A: The Silicon Valley Encore Fellows 2009 pilot scored a triple win:

  • Local nonprofits received high-value talent to help drive their missions and transform their organizations. Of participating nonprofits, 80 percent requested fellows for 2010. Offering strong testimony to the value of the fellowships, these nonprofits have agreed to pay between half and all of the fellow stipend cost during 2010, compared with receiving a fellow without cost in 2009.
  • Fellows received hands-on experience working in and directly contributing to social purpose organizations. Eight of the 10 fellows were offered longer-term staff roles with their host nonprofits, the great majority thus launching encore careers.
  • Corporate sponsors benefited from an innovative program that enhances existing community engagement, work force management and market affinity strategies.
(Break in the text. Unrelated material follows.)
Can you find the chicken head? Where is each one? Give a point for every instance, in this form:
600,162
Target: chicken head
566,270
New corporate sponsors and employees have signed up for the 2010 program.

Q: What is the evidence of national impact?
A: Although the idea of Encore Fellowships is new, it is already gaining momentum.

  • Federal encore fellowships were included in the Serve America Act signed by President Obama in 2009.
  • Fast Company named Encore Fellowships one of the 10 best new ideas of the year.
  • Major national news outlets have covered Encore Fellowships, including The New York Times, The Wall Street Journal, U.S. News & World Report and National Public Radio.
    >> See “Encore Fellowships in the News” for more information
  • There is growing interest from states, corporations, organizations, communities and individuals to develop and operate their own Encore Fellowships programs.
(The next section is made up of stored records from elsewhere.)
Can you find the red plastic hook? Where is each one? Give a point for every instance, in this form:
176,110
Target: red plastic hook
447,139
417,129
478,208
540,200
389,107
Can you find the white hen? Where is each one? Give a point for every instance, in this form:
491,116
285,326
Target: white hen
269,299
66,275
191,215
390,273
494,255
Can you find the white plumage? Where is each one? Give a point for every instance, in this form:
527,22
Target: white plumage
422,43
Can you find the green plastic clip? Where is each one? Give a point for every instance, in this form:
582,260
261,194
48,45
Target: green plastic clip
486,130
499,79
Q: Who funded the Silicon Valley 2009 pilot?
A: The David and Lucile Packard Foundation and the Hewlett Packard Company provided grants to Civic Ventures – a think tank on boomers, work and social purpose – to run the pilot program in 2009. Since the huge success of Encore Fellowships in 2009, more corporations and community organizations have stepped forward to participate in Silicon Valley and beyond.
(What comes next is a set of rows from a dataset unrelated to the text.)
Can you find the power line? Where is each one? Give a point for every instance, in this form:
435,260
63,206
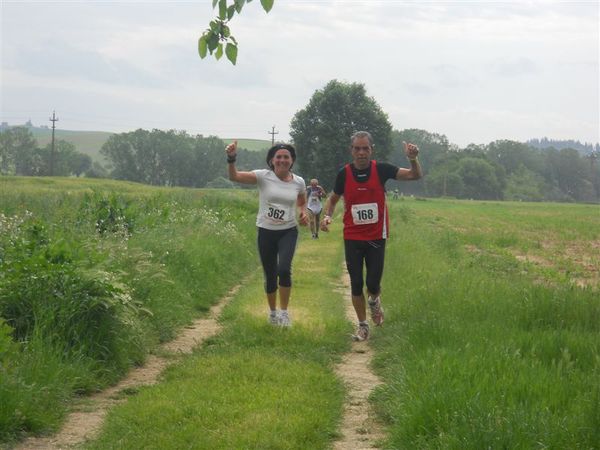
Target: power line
53,119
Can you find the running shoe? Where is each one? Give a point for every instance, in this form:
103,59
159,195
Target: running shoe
284,319
362,333
273,318
376,310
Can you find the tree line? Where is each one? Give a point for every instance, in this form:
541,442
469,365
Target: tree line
500,170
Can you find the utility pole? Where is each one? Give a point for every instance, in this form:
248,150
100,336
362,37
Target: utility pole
273,133
53,119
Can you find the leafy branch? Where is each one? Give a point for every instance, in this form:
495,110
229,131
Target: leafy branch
217,38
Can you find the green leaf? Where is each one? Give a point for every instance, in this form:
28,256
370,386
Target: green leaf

Q: What is the Encore Fellowship Network?
A: The Encore Fellowship Network was created by Civic Ventures to make it as easy as possible for organizations to start, sponsor and operate effective Encore Fellowship programs of their own. The network provides a wealth of online information, tools and communities that make the design, launch and operation of an Encore Fellowships program as simple and efficient as possible. Through the Encore Fellowships Network, Civic Ventures is enabling a network of high-quality programs nationally, operated by organizations whose missions are supported and aligned with the concept of Encore Fellowships. For more information, please go to www.encore.org/fellowships.

Q: What is Civic Ventures?
A: Civic Ventures was founded in 1998 by social entrepreneur and author Marc Freedman. Through an inventive program portfolio, original research, strategic alliances and the power of people’s own life stories, Civic Ventures demonstrates the value of experience in solving serious social problems, from education to the environment, health care to homelessness.